Люди прохожие, а было их по дневному времени и хорошей погоде немало, норовили проскользнуть мимо собеседников, не вслушиваясь в их и так не слишком понятную для непосвященных речь.
В самом деле, кому надо связываться с рыцарем святого Иакова и, тем паче, с его секретами?
Даже какая-то женщина, распахнув окно на втором этаже, разглядела пару на улице и не осмелилась вывернуть им под ноги содержимое ведра, что держала в руках. А намерения такие были, о чем свидетельствовали ее решительный облик и густая брань.
Город жил обыденностью: шумел, гомонил, вонял.
– Обстановка неспокойная, и я неспокоен. Ведь Хименес пропустил уже три рапорта, что с ним не случалось за без малого двадцать лет ни разу. Хуже того, наш верный человек в Турне пропал. Нам стало известно, что он собирается лично проведать доктора, и на этом – молчок, никаких известий. А ведь так все ладно начиналось!
– Если мне будет позволено, сир, Хименес всегда перебирал со своим любимым принципом: прятаться на виду. Я понимаю, шнырять ночью по городу в черном плаще не стоит, но все же! Заявиться в Брюгге с требованием аудиенции у Его Светлости герцога – это перебор. Уж очень ты делаешься заметным, прыгая выше головы. Так недолго и допрыгаться. Не стоит дергать за бороду ни Бога, ни тем более Его Светлость.

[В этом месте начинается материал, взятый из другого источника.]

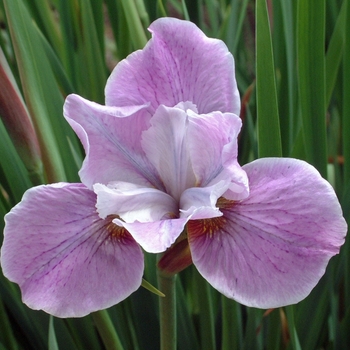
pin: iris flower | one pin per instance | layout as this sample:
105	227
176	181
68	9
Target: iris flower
160	172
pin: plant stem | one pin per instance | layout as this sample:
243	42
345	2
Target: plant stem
107	331
167	311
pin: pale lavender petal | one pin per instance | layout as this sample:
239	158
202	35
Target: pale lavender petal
212	143
131	202
155	237
166	146
178	64
200	202
271	249
111	138
66	260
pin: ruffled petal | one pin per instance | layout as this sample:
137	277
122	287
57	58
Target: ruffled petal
157	236
212	143
271	249
165	144
131	202
178	64
201	202
111	138
66	260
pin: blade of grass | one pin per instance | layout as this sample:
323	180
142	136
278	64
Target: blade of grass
346	99
37	81
136	29
292	330
311	74
269	138
232	327
52	341
335	53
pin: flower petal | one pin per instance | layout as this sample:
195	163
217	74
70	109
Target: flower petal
212	143
67	260
271	249
200	202
111	138
131	202
178	64
169	154
157	236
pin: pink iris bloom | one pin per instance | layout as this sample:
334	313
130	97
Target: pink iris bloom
161	168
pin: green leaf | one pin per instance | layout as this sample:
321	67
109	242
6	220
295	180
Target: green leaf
311	73
52	342
346	99
38	84
335	52
138	35
269	138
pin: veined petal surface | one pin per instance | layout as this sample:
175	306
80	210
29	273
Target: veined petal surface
178	64
166	145
134	203
111	138
272	248
157	236
67	260
212	143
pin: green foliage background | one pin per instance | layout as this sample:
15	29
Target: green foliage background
293	71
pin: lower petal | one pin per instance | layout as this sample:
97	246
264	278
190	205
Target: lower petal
66	260
271	249
155	237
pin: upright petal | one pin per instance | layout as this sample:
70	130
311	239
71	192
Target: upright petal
111	138
66	260
134	203
178	64
212	144
166	146
272	248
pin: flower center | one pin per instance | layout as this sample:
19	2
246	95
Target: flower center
115	232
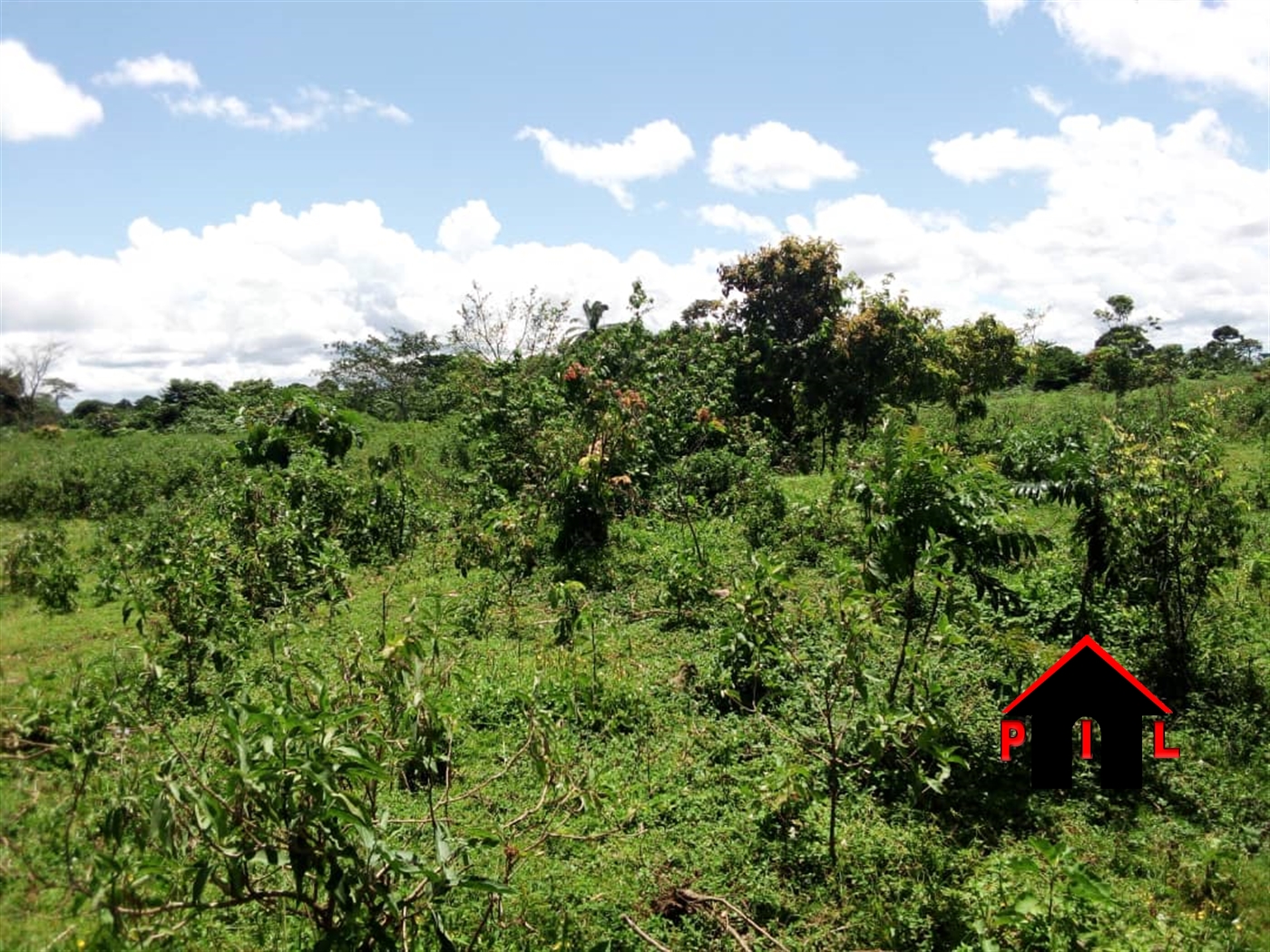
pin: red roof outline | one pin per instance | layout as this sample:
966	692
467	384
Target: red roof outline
1088	641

– У Его Светлости нет бороды. У наследника тоже нет.
– Я пошутил, сир.
– Шутка смешная, м-да. Хм-м-м… куда же все-таки черти дели Хименеса? Так ведь ладно все начиналось! – повторил рыцарь свою исходную оценку неких событий в неведомых до поры землях.

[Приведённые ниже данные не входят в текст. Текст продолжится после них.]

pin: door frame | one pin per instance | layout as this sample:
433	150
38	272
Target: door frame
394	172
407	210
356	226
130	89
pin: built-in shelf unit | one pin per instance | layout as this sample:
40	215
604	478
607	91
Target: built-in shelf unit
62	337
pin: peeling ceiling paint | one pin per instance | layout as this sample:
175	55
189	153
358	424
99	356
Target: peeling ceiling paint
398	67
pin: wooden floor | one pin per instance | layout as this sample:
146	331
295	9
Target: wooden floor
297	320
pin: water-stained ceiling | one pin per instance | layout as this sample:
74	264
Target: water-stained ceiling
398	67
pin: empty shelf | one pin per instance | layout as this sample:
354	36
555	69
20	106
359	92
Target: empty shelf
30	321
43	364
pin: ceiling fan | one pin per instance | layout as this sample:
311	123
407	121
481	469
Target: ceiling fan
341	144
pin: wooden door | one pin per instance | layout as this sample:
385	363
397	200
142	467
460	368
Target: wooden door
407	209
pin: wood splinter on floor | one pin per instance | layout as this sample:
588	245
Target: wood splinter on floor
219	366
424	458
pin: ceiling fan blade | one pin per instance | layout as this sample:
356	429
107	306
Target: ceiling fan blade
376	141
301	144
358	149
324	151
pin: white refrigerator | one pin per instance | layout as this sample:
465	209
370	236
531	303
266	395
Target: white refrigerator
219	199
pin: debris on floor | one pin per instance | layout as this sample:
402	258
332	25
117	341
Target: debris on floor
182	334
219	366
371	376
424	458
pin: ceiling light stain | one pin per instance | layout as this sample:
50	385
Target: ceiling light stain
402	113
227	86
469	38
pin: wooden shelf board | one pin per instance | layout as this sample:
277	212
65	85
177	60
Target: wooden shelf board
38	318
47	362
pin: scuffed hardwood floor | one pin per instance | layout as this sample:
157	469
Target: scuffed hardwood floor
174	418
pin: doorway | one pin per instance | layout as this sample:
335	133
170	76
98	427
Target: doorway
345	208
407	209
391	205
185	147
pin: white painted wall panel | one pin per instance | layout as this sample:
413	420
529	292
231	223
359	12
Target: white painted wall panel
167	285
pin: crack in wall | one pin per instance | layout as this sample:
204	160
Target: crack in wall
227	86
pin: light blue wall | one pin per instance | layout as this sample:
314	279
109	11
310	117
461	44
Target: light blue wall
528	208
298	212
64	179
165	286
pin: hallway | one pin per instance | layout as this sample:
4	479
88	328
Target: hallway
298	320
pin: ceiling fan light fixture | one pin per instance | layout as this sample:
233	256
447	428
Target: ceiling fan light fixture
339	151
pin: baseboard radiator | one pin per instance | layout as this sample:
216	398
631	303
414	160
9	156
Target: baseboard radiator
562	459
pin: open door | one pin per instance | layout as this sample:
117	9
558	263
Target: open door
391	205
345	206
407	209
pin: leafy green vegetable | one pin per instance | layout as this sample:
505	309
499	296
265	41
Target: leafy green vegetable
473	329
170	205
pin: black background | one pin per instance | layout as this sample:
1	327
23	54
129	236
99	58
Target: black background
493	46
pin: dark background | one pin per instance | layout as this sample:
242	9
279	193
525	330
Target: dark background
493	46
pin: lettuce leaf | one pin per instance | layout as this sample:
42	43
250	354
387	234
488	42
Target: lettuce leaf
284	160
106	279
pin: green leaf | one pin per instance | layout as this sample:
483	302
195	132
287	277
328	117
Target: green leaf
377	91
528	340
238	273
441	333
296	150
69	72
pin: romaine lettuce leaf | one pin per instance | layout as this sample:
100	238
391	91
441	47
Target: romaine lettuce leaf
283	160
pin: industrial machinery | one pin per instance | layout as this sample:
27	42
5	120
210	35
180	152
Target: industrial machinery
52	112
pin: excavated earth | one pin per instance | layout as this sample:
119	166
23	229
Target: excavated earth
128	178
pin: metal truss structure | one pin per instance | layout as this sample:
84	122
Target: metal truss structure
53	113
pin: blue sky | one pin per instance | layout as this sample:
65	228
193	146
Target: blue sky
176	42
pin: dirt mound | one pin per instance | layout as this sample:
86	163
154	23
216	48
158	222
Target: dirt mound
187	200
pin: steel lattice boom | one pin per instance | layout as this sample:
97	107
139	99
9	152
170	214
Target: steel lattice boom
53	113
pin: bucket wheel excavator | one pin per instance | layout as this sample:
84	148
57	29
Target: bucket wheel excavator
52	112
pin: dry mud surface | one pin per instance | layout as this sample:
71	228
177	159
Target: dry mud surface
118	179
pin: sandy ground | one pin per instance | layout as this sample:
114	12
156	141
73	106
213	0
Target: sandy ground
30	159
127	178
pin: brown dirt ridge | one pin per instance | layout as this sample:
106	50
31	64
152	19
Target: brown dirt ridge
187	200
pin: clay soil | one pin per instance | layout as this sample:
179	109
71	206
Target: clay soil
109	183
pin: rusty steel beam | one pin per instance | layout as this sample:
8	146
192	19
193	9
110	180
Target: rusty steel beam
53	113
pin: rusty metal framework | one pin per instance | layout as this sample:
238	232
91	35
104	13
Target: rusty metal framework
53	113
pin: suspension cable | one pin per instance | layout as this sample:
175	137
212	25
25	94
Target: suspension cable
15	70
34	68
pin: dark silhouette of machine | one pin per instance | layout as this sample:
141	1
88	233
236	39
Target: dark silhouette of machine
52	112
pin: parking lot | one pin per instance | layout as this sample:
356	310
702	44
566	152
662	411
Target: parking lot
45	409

Младший товарищ внес ясность.
– Ладно – это вы о том, что в каком-то бургундском городишке приключилась эпидемия и за неделю умерли пятьдесят человек? Сир.

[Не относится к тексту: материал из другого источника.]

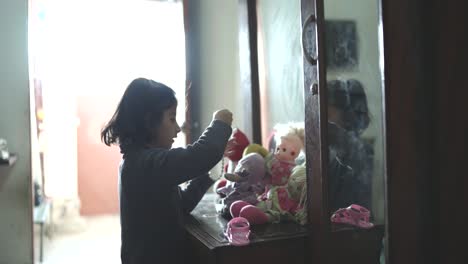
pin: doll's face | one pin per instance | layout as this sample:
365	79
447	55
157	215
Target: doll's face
288	149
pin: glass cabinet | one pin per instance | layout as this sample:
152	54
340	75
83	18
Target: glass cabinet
317	64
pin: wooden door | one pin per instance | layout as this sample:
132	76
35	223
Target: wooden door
344	127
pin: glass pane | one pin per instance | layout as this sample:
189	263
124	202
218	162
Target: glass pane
355	111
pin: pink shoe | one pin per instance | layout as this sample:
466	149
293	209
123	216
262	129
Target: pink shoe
236	206
254	215
354	214
238	231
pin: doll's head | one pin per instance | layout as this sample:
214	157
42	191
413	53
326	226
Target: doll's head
241	142
288	148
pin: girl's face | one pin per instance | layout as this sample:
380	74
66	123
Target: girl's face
167	130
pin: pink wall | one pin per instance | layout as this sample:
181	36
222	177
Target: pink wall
97	163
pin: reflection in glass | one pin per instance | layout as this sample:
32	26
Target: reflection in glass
280	63
355	110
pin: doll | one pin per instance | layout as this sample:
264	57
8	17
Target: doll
276	203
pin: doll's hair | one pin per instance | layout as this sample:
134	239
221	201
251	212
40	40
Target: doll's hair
290	129
139	112
350	98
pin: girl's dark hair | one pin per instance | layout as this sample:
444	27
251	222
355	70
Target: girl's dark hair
349	97
139	112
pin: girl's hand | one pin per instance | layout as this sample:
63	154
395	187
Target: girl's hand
230	146
223	115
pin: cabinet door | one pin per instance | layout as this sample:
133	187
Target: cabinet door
342	46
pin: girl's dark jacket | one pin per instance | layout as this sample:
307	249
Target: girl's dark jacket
152	205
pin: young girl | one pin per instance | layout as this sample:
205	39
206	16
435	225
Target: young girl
151	203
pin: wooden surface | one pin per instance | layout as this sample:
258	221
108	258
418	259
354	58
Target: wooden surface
268	243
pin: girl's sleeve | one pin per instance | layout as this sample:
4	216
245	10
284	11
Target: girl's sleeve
179	165
194	192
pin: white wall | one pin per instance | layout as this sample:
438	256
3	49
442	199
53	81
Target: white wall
15	196
217	25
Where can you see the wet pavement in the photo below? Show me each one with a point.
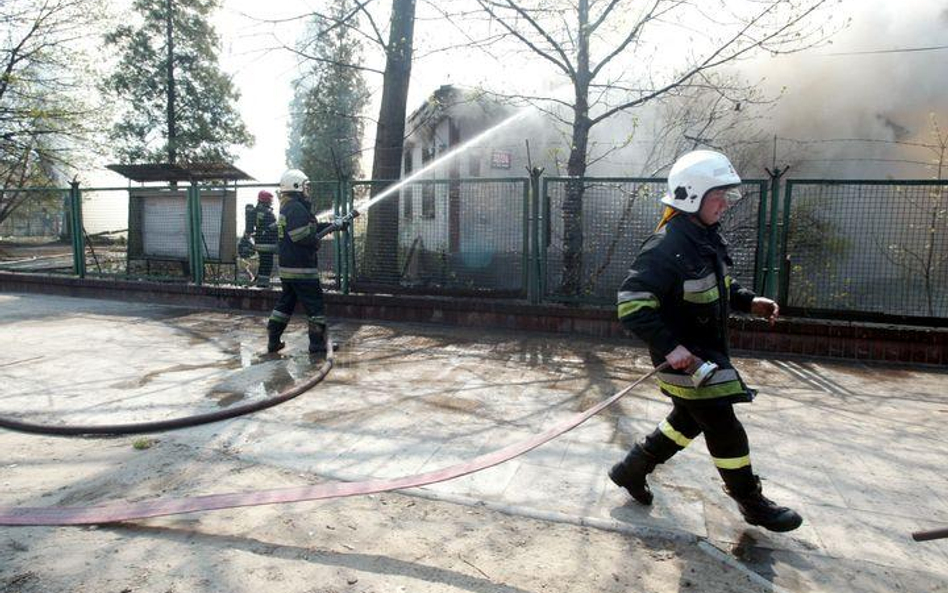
(859, 450)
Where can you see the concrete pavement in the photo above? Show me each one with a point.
(858, 450)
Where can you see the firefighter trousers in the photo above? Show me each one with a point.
(310, 294)
(265, 270)
(723, 434)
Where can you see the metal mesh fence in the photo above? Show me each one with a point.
(847, 247)
(34, 236)
(617, 215)
(443, 237)
(868, 246)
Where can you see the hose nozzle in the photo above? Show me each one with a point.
(701, 371)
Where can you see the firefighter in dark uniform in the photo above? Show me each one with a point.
(299, 276)
(264, 236)
(676, 298)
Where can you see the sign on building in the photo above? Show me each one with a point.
(501, 159)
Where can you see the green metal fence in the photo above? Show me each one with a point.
(862, 249)
(617, 215)
(866, 247)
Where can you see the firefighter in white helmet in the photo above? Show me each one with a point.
(298, 241)
(677, 298)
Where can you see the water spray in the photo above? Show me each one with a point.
(340, 221)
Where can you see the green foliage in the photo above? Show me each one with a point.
(326, 125)
(47, 114)
(208, 126)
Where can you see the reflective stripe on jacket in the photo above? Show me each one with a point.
(265, 231)
(297, 229)
(679, 292)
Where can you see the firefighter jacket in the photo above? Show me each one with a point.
(265, 229)
(679, 292)
(298, 244)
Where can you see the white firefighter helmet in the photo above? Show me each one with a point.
(693, 175)
(294, 180)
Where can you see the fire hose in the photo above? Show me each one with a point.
(176, 423)
(924, 536)
(126, 511)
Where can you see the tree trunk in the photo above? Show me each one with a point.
(381, 250)
(576, 166)
(172, 129)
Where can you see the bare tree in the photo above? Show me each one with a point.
(46, 115)
(927, 255)
(381, 246)
(608, 53)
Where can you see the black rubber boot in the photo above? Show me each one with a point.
(757, 508)
(274, 331)
(317, 338)
(630, 473)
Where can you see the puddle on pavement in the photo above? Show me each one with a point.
(453, 404)
(177, 368)
(226, 399)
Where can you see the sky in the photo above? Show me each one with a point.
(883, 96)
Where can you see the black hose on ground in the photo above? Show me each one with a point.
(176, 423)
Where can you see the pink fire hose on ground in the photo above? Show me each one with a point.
(127, 511)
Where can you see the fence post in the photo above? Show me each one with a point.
(783, 290)
(78, 237)
(195, 234)
(760, 259)
(771, 275)
(532, 245)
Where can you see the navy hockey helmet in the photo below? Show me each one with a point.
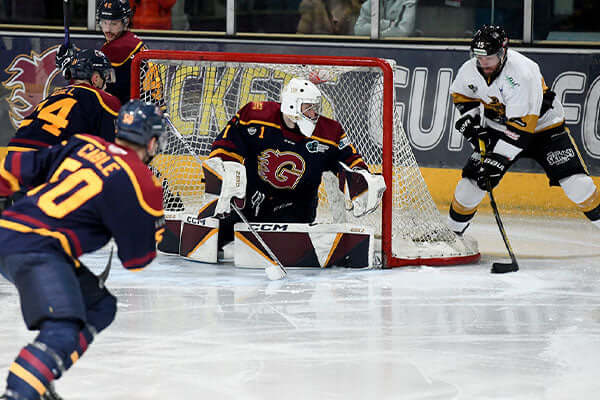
(489, 40)
(140, 121)
(114, 10)
(87, 61)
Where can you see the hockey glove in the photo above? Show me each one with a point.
(225, 182)
(469, 127)
(492, 169)
(64, 57)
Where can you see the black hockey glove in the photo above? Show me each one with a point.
(469, 127)
(64, 57)
(492, 169)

– Оу! И когда ты начал безоговорочно доверять слухам?! Я чего-то не знаю в твоей недавней биографии? Не стукался ли ты головой? Почему пятьдесят, отчего не пять сотен? Или не пять тысяч? Догадываюсь, что и такие слухи ходили!
– Это мой долг, сир, собирать слухи, фактики, жареные новости, сплетни, а еще – пересуды и толки, включая кривотолки. Есть в моей вынужденной коллекции бабье злоречие, звон, трезвон, перезвон и пара сотен самых отвратительных диффамаций, комеражей вместе с наветами, поклепами, инсинуациями и оговорами. Иначе никак, сами изволите видеть.
Между тем улица, извернувшись, показала свой створ. Створ в свою очередь показал площадь, украшенную восьмигранным фонтаном в цветной плитке. Каждая плоскость высокой тумбы венчалась каменным резным гербом с искусно вделанным раструбом у подножия щита. Жерла извергали струи воды, алмазно искрившейся в солнечных лучах.
Это мог быть и был единственный в своем роде фонтан на целом свете – фонтан святой Анны. А значит, и место действия вскрылось со всей однозначностью – спутники прогуливались по Барселоне. Город очнулся от упоительной сиесты и, как было сказано, наслаждался обыденностью: шумел, гомонил, вонял.